The Countryman rides on the same 105.1-inch wheelbase as the Clubman, but it’s 1.5 inches longer, 4.6 inches taller, and just under an inch wider. Those increased dimensions benefit rear-seat space the most. Rear legroom in the Countryman is 3.3 inches greater than in the Clubman. However, front legroom sacrifices 1 inch. But cargo volume, surprisingly, is about the same in both vehicles. That’s the general impression you get when you step inside the interior, too. You don’t really notice the difference in space going from one to the other.
You will notice the Countryman’s slightly less agile handling, however. The crossover’s higher center of gravity means more body roll, though not a lot more. It’s still fun to toss the Countryman around a curvy freeway on-ramp, especially when equipped with All4 all-wheel drive. With virtually identical specs, the Countryman S All4 and Clubman S All4 perform very similarly. The heavier Countryman took 0.2 second longer (7.2 seconds) to get to 60 mph and needed an additional 19 feet (126 feet) to stop from 60 mph. The Countryman went around the figure eight in 26.8 seconds versus 26.5 in the Clubman.

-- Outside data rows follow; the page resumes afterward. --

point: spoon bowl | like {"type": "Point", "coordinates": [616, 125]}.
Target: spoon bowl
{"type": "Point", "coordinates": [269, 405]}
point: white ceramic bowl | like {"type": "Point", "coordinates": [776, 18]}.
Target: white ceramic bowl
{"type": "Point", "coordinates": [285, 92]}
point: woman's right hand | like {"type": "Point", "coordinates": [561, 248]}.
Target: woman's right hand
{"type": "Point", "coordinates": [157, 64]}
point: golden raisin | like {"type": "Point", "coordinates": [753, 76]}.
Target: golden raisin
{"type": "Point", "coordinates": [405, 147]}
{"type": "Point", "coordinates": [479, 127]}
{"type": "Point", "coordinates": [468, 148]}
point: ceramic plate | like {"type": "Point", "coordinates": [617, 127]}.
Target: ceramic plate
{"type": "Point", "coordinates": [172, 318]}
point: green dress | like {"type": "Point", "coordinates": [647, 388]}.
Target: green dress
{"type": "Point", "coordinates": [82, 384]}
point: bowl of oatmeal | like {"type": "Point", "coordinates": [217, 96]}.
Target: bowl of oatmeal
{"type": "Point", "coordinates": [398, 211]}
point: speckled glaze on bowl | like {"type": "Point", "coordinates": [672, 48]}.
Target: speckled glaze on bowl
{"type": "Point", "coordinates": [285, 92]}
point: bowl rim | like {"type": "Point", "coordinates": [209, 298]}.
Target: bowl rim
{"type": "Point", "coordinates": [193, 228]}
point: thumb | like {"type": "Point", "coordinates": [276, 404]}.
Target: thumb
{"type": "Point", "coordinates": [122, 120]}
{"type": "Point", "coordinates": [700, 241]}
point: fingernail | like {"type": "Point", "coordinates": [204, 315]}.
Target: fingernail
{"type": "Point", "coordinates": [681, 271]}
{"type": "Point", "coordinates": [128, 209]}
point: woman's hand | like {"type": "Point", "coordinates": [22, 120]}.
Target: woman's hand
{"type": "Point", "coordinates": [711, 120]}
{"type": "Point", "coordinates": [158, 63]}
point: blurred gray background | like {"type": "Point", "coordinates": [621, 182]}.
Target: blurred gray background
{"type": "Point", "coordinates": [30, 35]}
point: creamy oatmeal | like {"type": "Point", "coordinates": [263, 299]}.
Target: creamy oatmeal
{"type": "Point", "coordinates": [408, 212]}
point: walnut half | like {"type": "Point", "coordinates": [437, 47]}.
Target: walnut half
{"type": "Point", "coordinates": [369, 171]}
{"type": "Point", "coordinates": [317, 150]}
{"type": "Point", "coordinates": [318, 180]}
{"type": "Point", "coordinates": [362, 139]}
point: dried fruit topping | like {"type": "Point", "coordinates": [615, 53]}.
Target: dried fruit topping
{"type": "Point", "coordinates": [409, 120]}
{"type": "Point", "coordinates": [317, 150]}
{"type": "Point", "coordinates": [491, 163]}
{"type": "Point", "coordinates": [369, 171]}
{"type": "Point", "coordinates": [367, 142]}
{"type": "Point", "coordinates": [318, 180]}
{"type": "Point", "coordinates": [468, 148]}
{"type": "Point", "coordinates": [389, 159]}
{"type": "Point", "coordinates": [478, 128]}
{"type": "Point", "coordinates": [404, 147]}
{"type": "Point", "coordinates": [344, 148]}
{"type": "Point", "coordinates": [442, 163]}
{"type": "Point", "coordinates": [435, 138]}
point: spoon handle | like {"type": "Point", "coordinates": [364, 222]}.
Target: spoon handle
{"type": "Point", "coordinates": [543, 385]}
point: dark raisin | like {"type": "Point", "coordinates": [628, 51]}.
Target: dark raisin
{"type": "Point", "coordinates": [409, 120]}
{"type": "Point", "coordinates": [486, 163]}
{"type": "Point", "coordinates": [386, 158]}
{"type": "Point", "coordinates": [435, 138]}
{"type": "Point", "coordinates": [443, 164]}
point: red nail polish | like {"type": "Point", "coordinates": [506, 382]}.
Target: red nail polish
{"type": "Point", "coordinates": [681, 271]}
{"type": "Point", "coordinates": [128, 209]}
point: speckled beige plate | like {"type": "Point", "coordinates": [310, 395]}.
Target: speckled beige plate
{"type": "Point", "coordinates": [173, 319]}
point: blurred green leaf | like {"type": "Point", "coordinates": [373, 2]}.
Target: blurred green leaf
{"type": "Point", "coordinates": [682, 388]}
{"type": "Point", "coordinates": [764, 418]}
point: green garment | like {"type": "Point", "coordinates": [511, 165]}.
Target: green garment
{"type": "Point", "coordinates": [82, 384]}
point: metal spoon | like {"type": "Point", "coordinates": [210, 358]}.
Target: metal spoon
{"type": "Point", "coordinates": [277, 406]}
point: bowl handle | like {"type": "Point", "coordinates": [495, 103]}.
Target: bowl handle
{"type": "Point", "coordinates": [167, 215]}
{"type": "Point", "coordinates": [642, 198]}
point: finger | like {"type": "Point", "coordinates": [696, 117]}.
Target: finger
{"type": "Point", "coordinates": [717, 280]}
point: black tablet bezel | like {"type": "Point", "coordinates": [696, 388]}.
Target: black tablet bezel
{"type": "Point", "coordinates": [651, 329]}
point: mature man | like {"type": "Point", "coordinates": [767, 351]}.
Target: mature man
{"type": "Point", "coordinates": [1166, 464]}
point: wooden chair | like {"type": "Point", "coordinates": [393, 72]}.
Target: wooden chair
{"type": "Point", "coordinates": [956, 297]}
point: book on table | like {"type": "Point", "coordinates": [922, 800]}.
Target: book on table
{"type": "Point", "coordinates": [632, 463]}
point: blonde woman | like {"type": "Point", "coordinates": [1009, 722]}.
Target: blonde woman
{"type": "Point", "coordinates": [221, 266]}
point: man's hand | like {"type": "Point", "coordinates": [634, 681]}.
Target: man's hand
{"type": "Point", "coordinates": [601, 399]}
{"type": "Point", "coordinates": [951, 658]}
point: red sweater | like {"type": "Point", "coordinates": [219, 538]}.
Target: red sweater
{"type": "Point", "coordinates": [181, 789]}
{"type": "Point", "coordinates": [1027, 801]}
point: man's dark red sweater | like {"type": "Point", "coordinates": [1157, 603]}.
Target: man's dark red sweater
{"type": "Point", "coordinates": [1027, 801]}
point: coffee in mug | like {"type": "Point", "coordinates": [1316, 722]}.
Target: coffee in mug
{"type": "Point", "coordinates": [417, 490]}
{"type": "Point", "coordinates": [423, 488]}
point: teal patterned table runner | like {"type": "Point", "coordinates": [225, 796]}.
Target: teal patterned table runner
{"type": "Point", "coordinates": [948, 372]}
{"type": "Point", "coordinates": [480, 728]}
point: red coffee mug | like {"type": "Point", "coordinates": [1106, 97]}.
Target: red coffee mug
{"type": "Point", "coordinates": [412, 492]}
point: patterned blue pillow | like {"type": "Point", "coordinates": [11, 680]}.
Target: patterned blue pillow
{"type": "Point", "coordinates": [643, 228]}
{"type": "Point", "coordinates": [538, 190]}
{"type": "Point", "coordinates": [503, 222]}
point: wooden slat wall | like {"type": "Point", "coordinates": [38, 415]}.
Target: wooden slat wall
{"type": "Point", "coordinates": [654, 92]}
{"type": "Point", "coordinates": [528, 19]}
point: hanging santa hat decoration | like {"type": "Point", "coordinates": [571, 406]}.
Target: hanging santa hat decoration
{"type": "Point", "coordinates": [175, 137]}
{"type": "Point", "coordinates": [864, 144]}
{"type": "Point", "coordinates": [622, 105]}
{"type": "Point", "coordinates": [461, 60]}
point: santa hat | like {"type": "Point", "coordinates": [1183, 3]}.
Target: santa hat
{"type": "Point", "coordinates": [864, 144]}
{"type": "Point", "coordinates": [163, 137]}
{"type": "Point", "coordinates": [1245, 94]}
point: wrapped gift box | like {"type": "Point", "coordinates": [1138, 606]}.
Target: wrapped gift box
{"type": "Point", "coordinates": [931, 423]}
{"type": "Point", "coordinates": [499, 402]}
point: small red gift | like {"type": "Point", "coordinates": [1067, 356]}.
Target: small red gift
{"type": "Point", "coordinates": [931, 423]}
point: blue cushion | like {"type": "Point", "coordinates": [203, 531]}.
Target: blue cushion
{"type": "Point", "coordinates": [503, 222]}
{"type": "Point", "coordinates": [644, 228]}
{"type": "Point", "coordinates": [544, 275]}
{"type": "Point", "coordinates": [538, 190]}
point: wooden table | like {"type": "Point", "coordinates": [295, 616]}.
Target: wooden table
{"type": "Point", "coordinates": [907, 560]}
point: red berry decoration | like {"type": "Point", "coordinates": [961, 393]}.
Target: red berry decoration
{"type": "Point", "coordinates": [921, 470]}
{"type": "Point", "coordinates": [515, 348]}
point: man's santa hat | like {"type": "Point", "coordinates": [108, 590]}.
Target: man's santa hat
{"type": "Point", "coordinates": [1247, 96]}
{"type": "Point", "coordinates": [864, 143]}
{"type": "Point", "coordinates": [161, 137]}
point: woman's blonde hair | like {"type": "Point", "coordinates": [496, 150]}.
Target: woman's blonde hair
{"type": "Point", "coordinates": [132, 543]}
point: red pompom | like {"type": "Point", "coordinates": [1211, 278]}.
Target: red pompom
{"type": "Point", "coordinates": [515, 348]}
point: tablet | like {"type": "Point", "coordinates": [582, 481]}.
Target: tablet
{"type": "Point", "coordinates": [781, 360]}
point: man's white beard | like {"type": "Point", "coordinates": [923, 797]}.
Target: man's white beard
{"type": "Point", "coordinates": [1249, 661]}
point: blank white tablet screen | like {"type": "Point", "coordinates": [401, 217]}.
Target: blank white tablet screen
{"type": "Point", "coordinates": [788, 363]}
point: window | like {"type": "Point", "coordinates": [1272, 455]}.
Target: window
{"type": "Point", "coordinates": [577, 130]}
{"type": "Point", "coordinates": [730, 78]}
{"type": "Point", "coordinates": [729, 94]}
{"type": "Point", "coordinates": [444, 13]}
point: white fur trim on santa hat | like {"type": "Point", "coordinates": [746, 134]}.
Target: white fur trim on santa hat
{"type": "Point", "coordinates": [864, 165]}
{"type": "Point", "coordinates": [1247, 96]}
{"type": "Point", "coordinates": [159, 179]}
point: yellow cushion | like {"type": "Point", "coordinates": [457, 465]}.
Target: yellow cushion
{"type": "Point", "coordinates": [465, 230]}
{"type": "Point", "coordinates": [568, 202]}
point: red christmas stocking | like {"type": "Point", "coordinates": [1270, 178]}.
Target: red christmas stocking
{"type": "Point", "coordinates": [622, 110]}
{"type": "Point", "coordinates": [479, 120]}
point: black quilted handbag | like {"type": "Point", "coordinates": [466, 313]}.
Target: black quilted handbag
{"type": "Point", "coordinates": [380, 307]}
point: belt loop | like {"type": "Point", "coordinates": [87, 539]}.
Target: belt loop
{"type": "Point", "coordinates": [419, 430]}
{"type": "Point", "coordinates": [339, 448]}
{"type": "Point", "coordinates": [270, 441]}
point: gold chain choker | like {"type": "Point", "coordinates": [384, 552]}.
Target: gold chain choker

Although the two cars look close on paper, the experience behind the wheel can be much different. The Countryman has a higher seating position, so you lose the low, planted feeling you have in the Clubman. Visibility is better in the Countryman because you have an unobstructed rear view, thanks to a traditional liftgate. That rear opening will be more convenient more often, but I’ve found the Clubman’s barn doors to be handy when I just want to quickly throw something in the back.
Choosing between the Clubman and the Countryman comes down to preference—would you rather feel like you’re driving a crossover or a wagon? But would a Clubman owner feel left out choosing the S instead of the range-topping John Cooper Works model? There would be some performance envy, but not as much as you might think. The Clubman JCW (shown below in black with red accents) is powered by the same 2.0-liter turbo as the S, but it’s tuned to 228 hp and 258 lb-ft—up 39 hp and 51 lb-ft from the S model. That equates to a 0.6-second drop in its 0–60 and quarter-mile times. The JCW only comes in all-wheel drive and gets a unique sport suspension or an optional adaptive damper system. Combined, the JCW’s performance goodies result in a 25.8-second figure-eight lap—0.7 second quicker than the Clubman S All4.
The JCW is tremendously fun to drive, especially when equipped with the slick-shifting six-speed manual like our tester, but you get about 80 percent of that same experience driving the Clubman S. I do wish our long-termer got the newest version of the Mini Connected infotainment system available on later-build 2017 models. The display features sharper graphics and Mini’s first touchscreen, which makes inputting addresses much easier. Starting in July, newly built Clubman models offer Apple CarPlay compatibility.
By picking the Clubman S All4, you’ll miss out on the few extra thrills of the Clubman JCW and the more crossoverlike driving experience of the Countryman, but it won’t be enough to make you want to trade it in for a different Mini.